Thursday, March 26, 2009

Father Brian Finn, Edward Norton's sweet priest in Keeping the Faith says of a little Bonnard in the Met - "Sometimes we don't see certain things until we're ready to see them in a certain way." I have been riding past a shoe shop a few blocks from Mihara train station for months now but on Saturday morning, suddenly and for no apparent reason, I really saw the shop and I went inside. It's the kind of shop which would blend in on Diagonal Street or the in Oriental Plaza. The sign that ran across the shop-front lintel was dated and cracked. Shoe carousels made from dry-cleaning hanger type wire carrying non-descript men's brogues cluttered the entrance. Inside I had to walk sideways through the cluttered aisles and mismatched display cases. The walls were lined floor to ceiling with boxes. The place might actually have been made of boxes so that if the it had a closing down sale, customers would literally dismantle it with every purchase.

I didn't know exactly what I was looking for but I walked out with two pairs of it. The stock in was so old and neglected that the shop keeper had to follow me around with a damp cloth, wiping the cakey dust and cobwebs off any model I took an interest in (it would probably only take a day or two for him to clean the entire shop but for some reason, this seemed never to have been done). The first shoes to catch my eye that day were a pair of suede boating loafers. The shop keeper, a middle aged, unremarkable looking man who had until my arrival in front of the boating shoes been smoking and playing solitaire on a yellowing PC, scuttled over and wiped them down. Once they had been cleaned it was revealed that the toe walls were crimson and the upper was navy, the tongue and tassles were brilliant white. They were beautiful retro perfection but not retro because they were not made now with a cursory glance back in time. They were made whenever multi-tone suede boating shoes were decorous. They were the real deal. Tragedy - They didn't fit.
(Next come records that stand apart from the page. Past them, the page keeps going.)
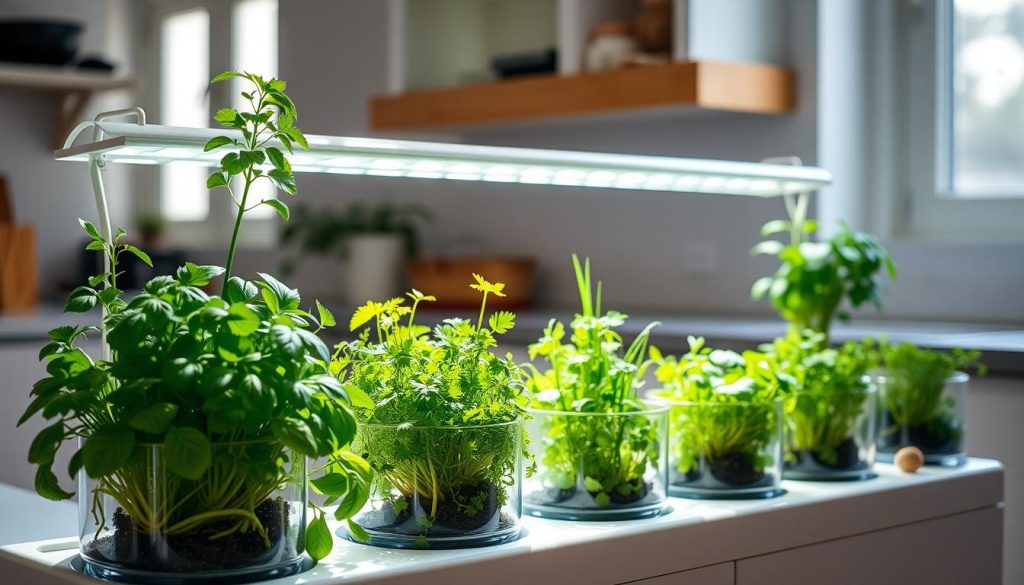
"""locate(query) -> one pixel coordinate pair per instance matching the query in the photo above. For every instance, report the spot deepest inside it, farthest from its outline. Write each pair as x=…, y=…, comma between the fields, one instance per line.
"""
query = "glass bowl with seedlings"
x=196, y=424
x=440, y=424
x=924, y=397
x=830, y=413
x=599, y=449
x=726, y=422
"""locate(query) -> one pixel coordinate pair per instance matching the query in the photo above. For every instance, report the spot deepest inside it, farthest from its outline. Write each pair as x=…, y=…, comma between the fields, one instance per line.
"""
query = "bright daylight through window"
x=985, y=123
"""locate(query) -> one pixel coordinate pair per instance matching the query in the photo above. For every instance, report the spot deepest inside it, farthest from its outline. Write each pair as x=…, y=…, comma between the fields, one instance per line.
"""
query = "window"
x=186, y=56
x=982, y=75
x=957, y=85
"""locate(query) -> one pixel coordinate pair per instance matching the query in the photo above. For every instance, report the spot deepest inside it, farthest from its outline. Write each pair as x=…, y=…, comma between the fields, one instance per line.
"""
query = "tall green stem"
x=235, y=233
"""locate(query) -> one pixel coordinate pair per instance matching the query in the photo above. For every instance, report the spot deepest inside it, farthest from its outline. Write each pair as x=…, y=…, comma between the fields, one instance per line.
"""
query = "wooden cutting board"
x=18, y=280
x=18, y=276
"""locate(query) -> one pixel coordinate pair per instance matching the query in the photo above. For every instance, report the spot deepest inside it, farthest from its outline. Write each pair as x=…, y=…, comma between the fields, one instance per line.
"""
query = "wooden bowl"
x=449, y=280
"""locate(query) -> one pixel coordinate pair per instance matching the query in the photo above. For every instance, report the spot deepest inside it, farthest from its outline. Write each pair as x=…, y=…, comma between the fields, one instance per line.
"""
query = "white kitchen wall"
x=51, y=195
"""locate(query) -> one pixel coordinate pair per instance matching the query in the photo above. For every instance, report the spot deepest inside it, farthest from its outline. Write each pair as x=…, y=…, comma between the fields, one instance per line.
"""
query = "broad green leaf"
x=242, y=320
x=318, y=541
x=81, y=299
x=107, y=450
x=295, y=433
x=502, y=322
x=224, y=76
x=278, y=206
x=187, y=452
x=197, y=276
x=326, y=317
x=216, y=179
x=357, y=532
x=90, y=230
x=154, y=419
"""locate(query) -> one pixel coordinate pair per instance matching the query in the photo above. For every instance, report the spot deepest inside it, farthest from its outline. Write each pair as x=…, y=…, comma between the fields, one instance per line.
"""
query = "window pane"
x=255, y=49
x=184, y=74
x=988, y=97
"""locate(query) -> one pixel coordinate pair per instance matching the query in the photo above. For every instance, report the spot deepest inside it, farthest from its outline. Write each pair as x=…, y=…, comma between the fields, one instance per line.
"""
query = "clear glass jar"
x=727, y=450
x=933, y=419
x=442, y=487
x=830, y=436
x=244, y=518
x=598, y=466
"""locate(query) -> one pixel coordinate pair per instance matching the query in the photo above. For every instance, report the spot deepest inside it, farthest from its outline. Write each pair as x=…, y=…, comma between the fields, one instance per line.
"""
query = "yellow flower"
x=485, y=287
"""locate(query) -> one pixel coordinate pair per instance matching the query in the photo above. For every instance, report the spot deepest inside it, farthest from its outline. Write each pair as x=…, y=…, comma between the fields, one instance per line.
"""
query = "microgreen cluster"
x=914, y=382
x=830, y=390
x=592, y=374
x=233, y=388
x=815, y=278
x=725, y=406
x=414, y=386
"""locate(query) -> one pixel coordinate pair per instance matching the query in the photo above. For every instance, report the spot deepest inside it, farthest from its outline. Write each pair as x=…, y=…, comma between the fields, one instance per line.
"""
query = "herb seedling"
x=434, y=406
x=826, y=407
x=815, y=278
x=916, y=410
x=606, y=456
x=225, y=384
x=725, y=414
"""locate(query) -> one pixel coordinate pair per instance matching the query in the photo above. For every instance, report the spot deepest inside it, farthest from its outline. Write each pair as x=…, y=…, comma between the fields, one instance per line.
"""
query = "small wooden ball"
x=909, y=459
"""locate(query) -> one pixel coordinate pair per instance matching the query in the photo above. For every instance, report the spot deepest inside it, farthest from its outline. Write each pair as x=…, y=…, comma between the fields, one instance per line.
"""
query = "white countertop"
x=711, y=530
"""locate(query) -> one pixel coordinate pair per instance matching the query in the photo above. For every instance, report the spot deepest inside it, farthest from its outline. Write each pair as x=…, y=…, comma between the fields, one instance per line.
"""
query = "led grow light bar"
x=141, y=143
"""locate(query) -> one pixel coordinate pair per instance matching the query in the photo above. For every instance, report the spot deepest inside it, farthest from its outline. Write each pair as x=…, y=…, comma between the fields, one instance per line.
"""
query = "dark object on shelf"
x=39, y=41
x=95, y=64
x=530, y=63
With our first interaction - my reaching for a shoe and his bustling up to clean it and then apologise for it's ill-fit - browsing had changed from something I did to something we did together, the shopkeeper and me versus the shop. He quickly proved himself an invaluable asset - he literally knew our opponent inside out and once he had ascertained what it was I wanted (done through instinct that bordered on the telepathic) things happened very quickly. After the boating accident, I went off to have a quiet cry in the men's Oxfords section. Shopkeeper disappeared but not, as I had initially suspected, back to his solitaire. - While I consoled myself he was rifling and arrived in among the Oxfords and presented me with a pair of shoes and a face which said "Like these?". I could see why he might have thought I would like them, they were like the boating loafers in shape. But they were not in essence the same - they were grey quilted monstrosity booties, a style that is very popular
with little Japanese grannies. Shaking my head politely I said "No" and then "Chotto..." which is an often employed Japanese euphemism,
"Chotto..." - "a little bit..." one need never finish the sentence; if you are lucky a listener will get the point . Ah! A light went on in his head - I liked the boating shoes for their je ne sais quoi, not their gestalt, of course! He rushed off and refined his search whilst I employed the I Feel Lucky approach - which in the shop, like on the internet, was frankly baffling. Rounding a corner a few minutes later I found Shopkeeper extracting three apparently identical shoes from a dusty pile. After cleaning the shoes were revealed as a ruby, dutch blue and tangerine orange examples of a patent leather pump. They were beautiful. A person who wore the boating loafer would so obviously wear these magnificent shoes! All real patent leather, all beautiful. Shopkeeper had struck gold. I tried them all on and spent long minutes examining my
self from the ankle down in a mirror deciding which colour went best with my bottom 30cm. I wanted them all but they were real leather and the faded price tag read 9000 Yen apiece. Shopkeeper sensed my simultaneous lust and trepidation. "Two thousand each" he said. Too Brilliant. I chose the tangerine pair (I will no doubt go back next month for the blue and crimson).

Riding the wave of this retail success I wandered into the athletic section - could lightning strike twice? I picked up an ancient pair of white asics with gold detailing and looked at the contemplatively. I did not intend to try them on (they were clearly far too big). What I was doing was wordlessly transmitting my intention to buy canvas shoes and what kind I liked to Shopkeeper. Yet again he disappeared. Two minutes later he returned with a pair of plain as jane white canvas takkies. Only their shape and slight yellowing belie their age - they will go with anything whilst adding an air of other-timeousness to an outfit. They fit like a glove and cost me 800 Yen. haha!

I'm never going to buy shoes anywhere else in Japan I think. Why bother? Right here in Mihara I have an undiscovered archive of shoes, old but spanking brand new. There is also a man there who can sniff through the dust to unite me with exactly the shoe I want, like a Saint Bernard finding a nearly expired climber in endless drifts of snow.